Why Do Augmentations Work? A Rookie's Take on Classifier Chaos.

#machinelearning #deeplearning #computervision #python

Why do augmentations work with classifiers?

Ever since I started training classifiers, the process of model training has always been quite infuriating, to say the least. Training any competent model that can at the very least perform accurate distinction between the varying classes is an astronomical task, given the lack of readily available datasets. This is where augmentation techniques hold the spotlight; the mere use of augmentations (at a baseline) is to provide some variations in the training data and implicitly increase the training dataset thereby. Providing an overview, there exist techniques like Autoaugment (AA), Randaugment (RA), and Trivial augment (TA), each of which work to better the previous model at some cost.
AA is an augmentation technique that designs specified variations for each image from any dataset, however, this leads to a larger computational overhead for moderate yet comparable gains. RA further builds on AA, downsizing a core aspect i.e. search space, while providing significantly similar results to AA at a largely reduced overhead.
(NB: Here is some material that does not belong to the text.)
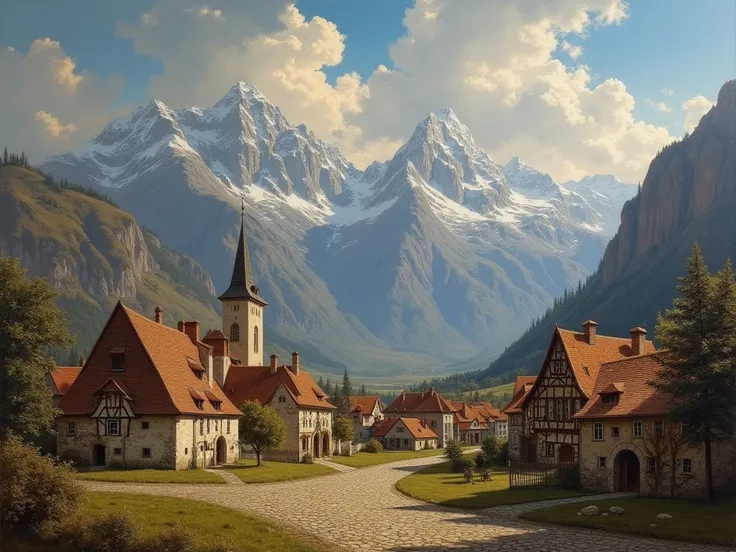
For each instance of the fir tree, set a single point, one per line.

Furthermore, TA proves that a singular effect applied per image is nearly comparable to the results of those provided by RA and AA. This, when considered with the "regularizers", i.e., the Cutmix, Cutout, Mixup, and YOCO families, leads to a vast augmentation landscape. Given the large number of choices clouding any fellow rookie's choice on 'which augmentations to use?' it is a given that working with them can be a bit overwhelming.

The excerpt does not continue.